We’d also find ourselves having conversations with friends which ended very quickly:
FRIEND: Did you see that new commercial, the one where the guy…
ME: No.
FRIEND: …there’s this guy… What?
ME: I don’t watch commercials.
My wife, I think realizing that she might actually be missing something social, has started wanting to watch commercials sometimes. Rather than immediately skipping she’ll allow the commercial to start playing, and if the remote is not within snatching distance she will ignore my pointed hints that there’s a commercial playing and we don’t need to be watching it. If it’s John Hodgman I let it slide, but for anything else it just sets my teeth on edge.
It’s important for you to know all that before I comment on the topic of hit songs being used to score television commercials. On the one hand is the argument for purity and artistic integrity – that if the musician doesn’t take their work seriously then why should we? On the other is the argument that motives don’t matter – if the artist wants to make the most money possible from their creation, how can that affect whether it’s good art or bad after the fact?
My humble take on this is that context matters, not for the artist but for the audience. If I enjoy a tune or a show or an image it doesn’t matter to me what the people who created it are like or why they did it. It’s foolish to believe that good, sincere, authentic art can only be created by good, or sincere, or authentic people. Many talented artists are selfish, money-grubbing jerks in person; Hollywood thrives on that fact.
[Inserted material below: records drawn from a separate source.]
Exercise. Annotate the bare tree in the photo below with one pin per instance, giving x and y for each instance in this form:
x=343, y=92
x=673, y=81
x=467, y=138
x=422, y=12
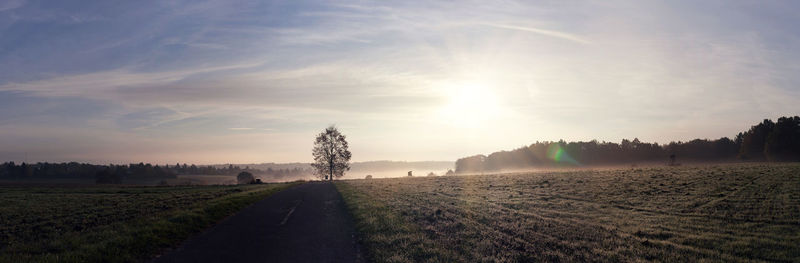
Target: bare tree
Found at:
x=331, y=157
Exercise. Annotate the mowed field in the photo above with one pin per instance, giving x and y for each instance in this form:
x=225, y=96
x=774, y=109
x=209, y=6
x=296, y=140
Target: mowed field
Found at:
x=63, y=223
x=726, y=212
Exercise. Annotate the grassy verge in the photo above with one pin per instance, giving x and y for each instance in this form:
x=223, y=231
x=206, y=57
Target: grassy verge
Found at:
x=112, y=224
x=384, y=235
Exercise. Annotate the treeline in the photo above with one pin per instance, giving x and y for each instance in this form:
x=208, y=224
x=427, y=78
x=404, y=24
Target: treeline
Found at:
x=766, y=141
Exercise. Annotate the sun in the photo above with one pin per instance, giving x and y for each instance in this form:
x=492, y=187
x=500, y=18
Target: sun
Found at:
x=470, y=105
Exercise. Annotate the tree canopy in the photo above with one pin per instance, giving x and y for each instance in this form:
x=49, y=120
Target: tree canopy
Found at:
x=331, y=154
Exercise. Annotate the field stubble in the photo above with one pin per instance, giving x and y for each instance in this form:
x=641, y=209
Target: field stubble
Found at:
x=110, y=223
x=731, y=212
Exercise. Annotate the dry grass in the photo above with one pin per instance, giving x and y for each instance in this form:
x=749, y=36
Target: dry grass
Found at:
x=732, y=212
x=111, y=223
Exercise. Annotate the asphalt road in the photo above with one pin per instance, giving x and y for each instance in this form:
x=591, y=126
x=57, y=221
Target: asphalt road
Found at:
x=306, y=223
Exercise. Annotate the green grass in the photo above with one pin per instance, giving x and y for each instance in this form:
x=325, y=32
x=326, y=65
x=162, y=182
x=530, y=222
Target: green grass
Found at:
x=110, y=223
x=718, y=213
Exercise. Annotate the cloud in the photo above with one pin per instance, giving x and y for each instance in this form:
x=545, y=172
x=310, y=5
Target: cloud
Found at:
x=543, y=32
x=11, y=4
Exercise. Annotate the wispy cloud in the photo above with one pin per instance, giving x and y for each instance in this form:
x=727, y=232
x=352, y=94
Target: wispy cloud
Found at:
x=543, y=32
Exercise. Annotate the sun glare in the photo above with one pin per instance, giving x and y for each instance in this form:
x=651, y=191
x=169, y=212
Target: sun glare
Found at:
x=470, y=105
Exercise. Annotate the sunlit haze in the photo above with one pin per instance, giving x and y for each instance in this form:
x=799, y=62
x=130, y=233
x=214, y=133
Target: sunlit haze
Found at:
x=255, y=81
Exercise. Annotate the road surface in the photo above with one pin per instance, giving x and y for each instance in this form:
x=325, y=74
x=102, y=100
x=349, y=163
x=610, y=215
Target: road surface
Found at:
x=305, y=223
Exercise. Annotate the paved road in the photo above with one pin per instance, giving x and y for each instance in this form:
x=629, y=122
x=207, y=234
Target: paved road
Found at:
x=306, y=223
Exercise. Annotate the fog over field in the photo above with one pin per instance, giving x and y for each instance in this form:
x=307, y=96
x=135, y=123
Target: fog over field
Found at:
x=399, y=131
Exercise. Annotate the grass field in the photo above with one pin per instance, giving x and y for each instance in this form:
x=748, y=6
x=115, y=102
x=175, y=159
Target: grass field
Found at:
x=111, y=223
x=728, y=213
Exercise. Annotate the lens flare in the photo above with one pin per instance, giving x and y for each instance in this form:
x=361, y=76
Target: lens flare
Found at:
x=557, y=153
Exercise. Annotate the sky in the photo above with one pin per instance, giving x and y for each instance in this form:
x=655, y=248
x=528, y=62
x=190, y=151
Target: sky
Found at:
x=254, y=81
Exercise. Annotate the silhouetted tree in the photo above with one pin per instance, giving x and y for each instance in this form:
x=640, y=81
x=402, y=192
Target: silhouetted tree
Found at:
x=245, y=178
x=331, y=154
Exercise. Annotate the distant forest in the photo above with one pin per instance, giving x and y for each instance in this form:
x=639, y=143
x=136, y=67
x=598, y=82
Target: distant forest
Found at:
x=119, y=173
x=766, y=141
No, the problem is that if I like Start Me Up, for example, then I have certain associations with the song – what was happening when I heard it, what it meant to me at the time – all the attendant contextual circumstances and emotions. If I then hear the same song in a totally different context it causes all the reasons that I thought I liked the song to disconnect from the song itself. I still have my memories of the song, but it acquires a new meaning, a parallel set of associations. If the new context is especially inappropriate it can overwhelm the old one and kill it. The reality is I don’t want to rock out to Microsoft Windows.
Artists have to be sensitive to this when making their licensing decisions. They have a brand linked to a certain type of listener and experience, and they have to defend that brand. Despite their saturation of our culture, commercials are largely devoid of redeeming value. They have the power to debase anything associated with them. Artists need to keep that in mind.